Le KNVB est en train de bousculer ses propres codes. Selon De Telegraaf, Nigel de Jong, directeur technique de la fédération néerlandaise, a rencontré en tête-à-tête Roberto Martinez à Malaga. Un déplacement lourd de sens, qui traduit l’urgence et le malaise d’une quête de sélectionneur devenue casse-tête national.

Depuis des semaines, la fédération se heurte à un mur. Les grandes figures néerlandaises se sont retirées les unes après les autres. Peter Bosz, Arne Slot, Erik ten Hag : trois noms forts, trois refus, chacun pour des raisons professionnelles différentes. Résultat : le poste laissé vacant après le départ de Ronald Koeman reste sans héritier naturel.

Un tournant historique en vue

Si Roberto Martinez venait à être nommé, ce serait bien plus qu’un simple choix technique.

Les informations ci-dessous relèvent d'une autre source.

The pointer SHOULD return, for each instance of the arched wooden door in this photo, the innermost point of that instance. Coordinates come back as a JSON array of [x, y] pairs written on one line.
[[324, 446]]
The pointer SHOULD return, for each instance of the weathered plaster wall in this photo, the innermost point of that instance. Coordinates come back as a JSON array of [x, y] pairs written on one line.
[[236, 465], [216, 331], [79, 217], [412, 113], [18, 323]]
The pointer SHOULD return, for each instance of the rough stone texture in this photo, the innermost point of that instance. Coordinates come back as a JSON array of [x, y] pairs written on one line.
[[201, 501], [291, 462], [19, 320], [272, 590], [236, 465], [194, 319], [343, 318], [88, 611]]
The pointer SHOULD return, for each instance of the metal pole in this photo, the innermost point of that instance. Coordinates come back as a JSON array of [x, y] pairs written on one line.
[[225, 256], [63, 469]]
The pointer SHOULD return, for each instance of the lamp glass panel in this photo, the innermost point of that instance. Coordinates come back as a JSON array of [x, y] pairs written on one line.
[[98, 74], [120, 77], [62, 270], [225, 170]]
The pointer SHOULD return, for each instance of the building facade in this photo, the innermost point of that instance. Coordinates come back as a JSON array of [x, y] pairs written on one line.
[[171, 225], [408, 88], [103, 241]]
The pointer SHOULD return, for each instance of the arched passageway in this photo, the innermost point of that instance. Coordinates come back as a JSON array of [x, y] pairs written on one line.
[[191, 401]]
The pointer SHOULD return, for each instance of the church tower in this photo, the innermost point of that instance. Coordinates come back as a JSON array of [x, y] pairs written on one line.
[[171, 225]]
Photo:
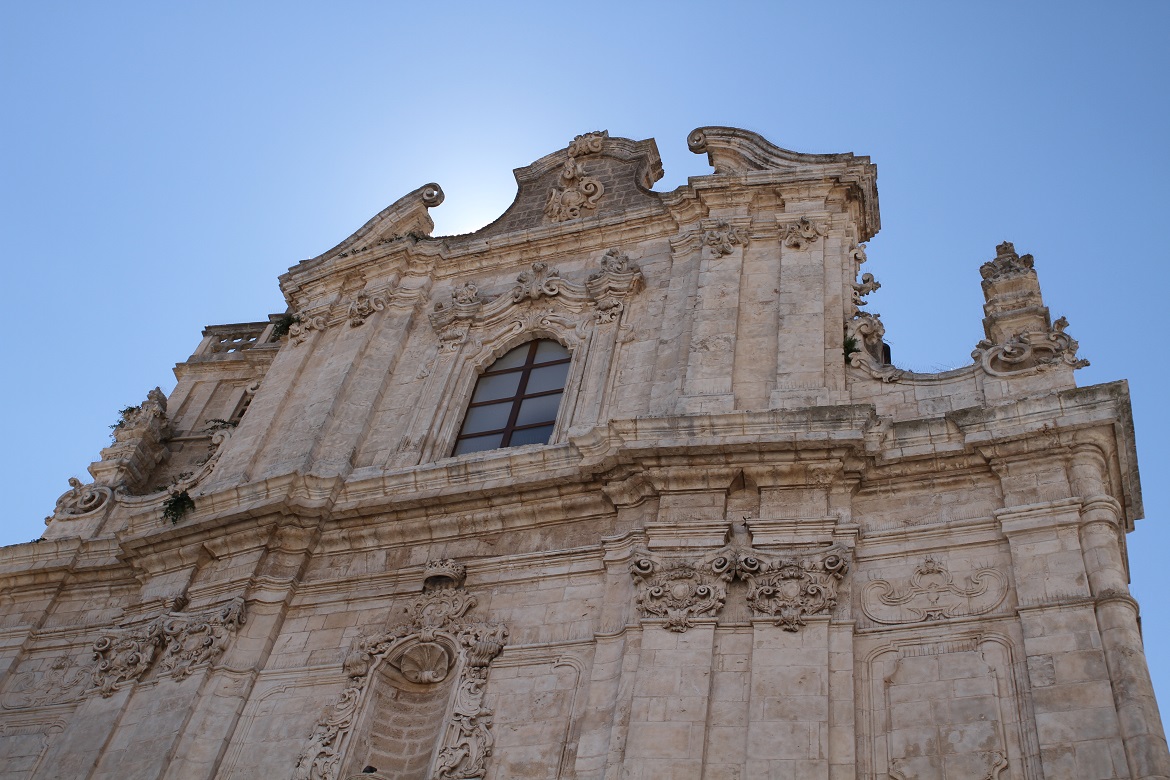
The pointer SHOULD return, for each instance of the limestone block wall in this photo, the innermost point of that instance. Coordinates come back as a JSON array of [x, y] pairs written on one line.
[[752, 547]]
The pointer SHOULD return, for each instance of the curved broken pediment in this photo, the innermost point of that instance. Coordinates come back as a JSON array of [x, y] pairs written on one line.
[[408, 216], [594, 175], [735, 151]]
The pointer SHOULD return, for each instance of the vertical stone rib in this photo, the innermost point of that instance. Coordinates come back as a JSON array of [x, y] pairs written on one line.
[[1116, 613]]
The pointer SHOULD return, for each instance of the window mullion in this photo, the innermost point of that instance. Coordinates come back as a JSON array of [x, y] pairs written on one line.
[[520, 394]]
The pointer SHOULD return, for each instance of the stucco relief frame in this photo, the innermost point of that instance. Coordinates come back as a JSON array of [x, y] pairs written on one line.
[[1020, 747]]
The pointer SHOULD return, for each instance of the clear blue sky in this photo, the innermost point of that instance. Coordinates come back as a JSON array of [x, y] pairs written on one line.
[[163, 163]]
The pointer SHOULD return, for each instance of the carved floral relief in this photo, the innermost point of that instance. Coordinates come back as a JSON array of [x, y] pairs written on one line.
[[598, 299], [803, 233], [786, 587], [931, 594], [179, 642], [426, 647], [579, 192], [722, 239], [1030, 351]]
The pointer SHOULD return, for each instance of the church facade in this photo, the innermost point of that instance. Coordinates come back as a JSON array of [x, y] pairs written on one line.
[[623, 485]]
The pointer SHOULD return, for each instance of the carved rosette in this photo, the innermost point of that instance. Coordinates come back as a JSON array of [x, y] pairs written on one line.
[[579, 192], [861, 289], [179, 642], [1033, 351], [931, 594], [803, 233], [785, 587], [424, 648]]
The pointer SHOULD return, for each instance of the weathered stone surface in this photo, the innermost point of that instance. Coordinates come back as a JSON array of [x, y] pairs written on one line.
[[751, 547]]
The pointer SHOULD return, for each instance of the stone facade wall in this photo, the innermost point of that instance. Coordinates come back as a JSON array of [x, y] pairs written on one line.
[[751, 549]]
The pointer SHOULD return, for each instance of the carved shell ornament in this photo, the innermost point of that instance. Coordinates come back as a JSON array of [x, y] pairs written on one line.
[[426, 662]]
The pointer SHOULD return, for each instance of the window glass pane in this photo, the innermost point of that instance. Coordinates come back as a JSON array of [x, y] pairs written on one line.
[[542, 408], [477, 443], [531, 436], [546, 351], [493, 416], [491, 387], [546, 378], [513, 358]]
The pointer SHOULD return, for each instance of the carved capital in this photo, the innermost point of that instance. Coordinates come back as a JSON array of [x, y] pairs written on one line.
[[802, 233]]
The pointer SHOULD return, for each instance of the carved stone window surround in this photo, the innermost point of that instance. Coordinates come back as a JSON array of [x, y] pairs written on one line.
[[583, 316]]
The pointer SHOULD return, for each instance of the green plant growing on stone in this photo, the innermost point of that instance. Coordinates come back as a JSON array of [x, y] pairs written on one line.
[[177, 506], [282, 325], [123, 414]]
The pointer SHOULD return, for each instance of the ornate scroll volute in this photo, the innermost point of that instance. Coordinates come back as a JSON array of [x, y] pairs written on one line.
[[453, 321], [80, 499], [1019, 336], [865, 346], [676, 591], [802, 233], [578, 193], [363, 306], [426, 647], [722, 239], [618, 278], [786, 587], [931, 594], [139, 444], [791, 587], [536, 283], [178, 641]]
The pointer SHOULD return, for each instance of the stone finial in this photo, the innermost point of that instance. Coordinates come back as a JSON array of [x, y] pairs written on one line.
[[1020, 335], [1012, 294], [1006, 263]]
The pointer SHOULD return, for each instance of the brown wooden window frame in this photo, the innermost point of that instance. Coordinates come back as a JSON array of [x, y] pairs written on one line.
[[525, 370]]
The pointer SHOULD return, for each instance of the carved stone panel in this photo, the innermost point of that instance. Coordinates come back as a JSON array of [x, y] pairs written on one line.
[[931, 593], [424, 648], [61, 681], [944, 720]]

Ce serait une rupture historique. Les Pays-Bas n’ont plus confié leur équipe nationale à un sélectionneur étranger depuis l’Autrichien Ernst Happel, finaliste de la Coupe du monde 1978 avec l’Oranje. Depuis près d’un demi-siècle, le banc de la sélection est resté un bastion exclusivement néerlandais.

Le possible virage vers Martinez illustre donc un changement de doctrine au KNVB, poussé dans ses retranchements après l’échec de la piste « maison ». La fonction la plus prestigieuse du football néerlandais n’est plus, pour la première fois depuis des décennies, réservée de fait à un entraîneur local.

Un Espagnol très “cruyffiste”

Malgré ses racines espagnoles, Martinez n’arrive pas en total étranger dans l’univers néerlandais. Au sein du KNVB, certains le voient comme un prolongement naturel de la pensée locale. Il est un proche ami de Jordi Cruijff et un défenseur assumé de la philosophie imaginée par Johan Cruijff.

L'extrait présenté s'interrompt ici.